Sommet de la saison de l’Opéra de Paris, ce Tristan et Isolde, outre sa somptueuse distribution, attirait la curiosité par l’intervention du vidéaste américain Bill Viola, avec la complicité du metteur en scène Peter Sellars. Le dispositif mis en place sur la scène de Bastille sépare le plateau sur lequel évoluent les chanteurs de la vidéo projetée sur le fond de la scène, il n’y a aucune interaction entre les deux et l’absence quasi-totale d’éléments de décor (un lit stylisé) et d’accessoires (des couteaux à cran d’arrêt) fait que l’on peut avoir l’impression d’assister à une version de concert avec vidéo. L’utilisation de la vidéo était en effet plus intégrée à la mise en scène dans la récente Flûte enchantée de La Fura dels Baus (lire ici) avec l’utilisation des trois côtés de la scène pour des projections panoramiques, dans La Damnation de Faust du canadien Robert Lepage (lire ici) où elle est totalement intégrée au décor, ou dans Les Paladins de José Montalvo au Châtelet (lire ici) qui jouent sur l’interactivité avec les chanteurs.

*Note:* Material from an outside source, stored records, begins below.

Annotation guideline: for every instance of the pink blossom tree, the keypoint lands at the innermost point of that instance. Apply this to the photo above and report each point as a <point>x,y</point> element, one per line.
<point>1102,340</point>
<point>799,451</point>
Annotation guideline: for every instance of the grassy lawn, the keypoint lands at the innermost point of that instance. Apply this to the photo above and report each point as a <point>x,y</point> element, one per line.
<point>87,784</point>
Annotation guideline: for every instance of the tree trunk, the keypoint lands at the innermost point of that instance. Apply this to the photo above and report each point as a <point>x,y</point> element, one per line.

Pour éviter le piège de la simple illustration, ce dispositif minimal oblige les images à posséder une force et une originalité peu communes, à se fondre dans l’œuvre, et celui qui est considéré comme le plus grand vidéaste en activité relève ce difficile défi. L’américain Bill Viola alterne des visions «brutes» (des corps, des visages, de l’eau, du feu) qui possèdent un impact évident, avec des images plus oniriques (un vieil arbre pour représenter le roi Marke, des images floues d’amants enlacés pour le duo du deuxième acte, des corps en apesanteur dans l’eau, un personnage marchant au loin pour symboliser l’attente de Tristan dans le troisième acte). L’approche un peu démonstrative du premier acte (scène de purification par l’eau des deux amants) fonctionne plus ou moins, mais les vidéos des deuxième et troisième actes, plus elliptiques, fusionnent quasi idéalement avec la musique, les sentiments, le texte et offrent une vision intérieure du drame tout à fait captivante.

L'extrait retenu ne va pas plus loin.